What alarms me about this government is that they do not even seem to care anymore about the deficits. We keep getting excuses: 'It doesn't really matter. There are other people with bigger deficits than us, so it doesn't really matter anymore.' What this government with its cavalier approach is doing is sentencing future generations of Australians to paying for their inability to manage their affairs. They are relying on an incoming government sometime in the future to pick up the bills for promises made but not funded in this budget—for the failure to be able to deliver a balanced budget over so many years.

The government has been incapable of balancing this budget, even though it collects $80 billion more in revenue than the last budget of the Howard government. The Treasurer keeps giving us excuses about the global financial crisis, coolness in the resource sector or a range of other excuses. But whatever his excuses are, the facts are he has at his disposal in this budget $80 billion more than the Howard government had in its last budget. That budget produced a surplus. Labor cannot produce a surplus, even with $80 billion worth of extra revenue. The reason for that, fundamentally, is that it is spending $120 billion more than the last Howard government.

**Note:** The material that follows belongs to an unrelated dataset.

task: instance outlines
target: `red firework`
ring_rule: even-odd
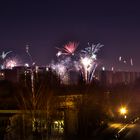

People might not mind so much if it were not wasted or if in fact there were genuine measures put in place to ensure that that amount could be paid for. But, in reality, the money has been wasted. Labor is spending its way into deficit. There has been no loss of revenue; there have been increases in revenue. What there has been is an extravagance of expenditure: on pink batts, on overpriced school halls, on all sorts of other wasteful programs—things that in actual fact have not delivered a more productive society.

Today we see complaints again about a loss of revenue. There has been one phrase missing in Labor's rhetoric during this budget—one we heard a lot during the last budget—and that was the phrase that Labor was 'spreading the proceeds of the boom'. Today, the bad news is: there isn't any boom. This government has destroyed it. This government has driven away the incentive to invest. It has taxed away the capacity for people to want to actually invest in this country and deliver the boom. Labor has destroyed the boom. There are no proceeds left to distribute.

You just have to look at the mining tax. When it was originally proposed, Labor said it would collect $4 billion this year. Later they had to revise it downward to $3 billion and then $2.2 billion. But how much are they actually collecting? Two hundred million dollars. That is the proceeds of the boom: $200 million.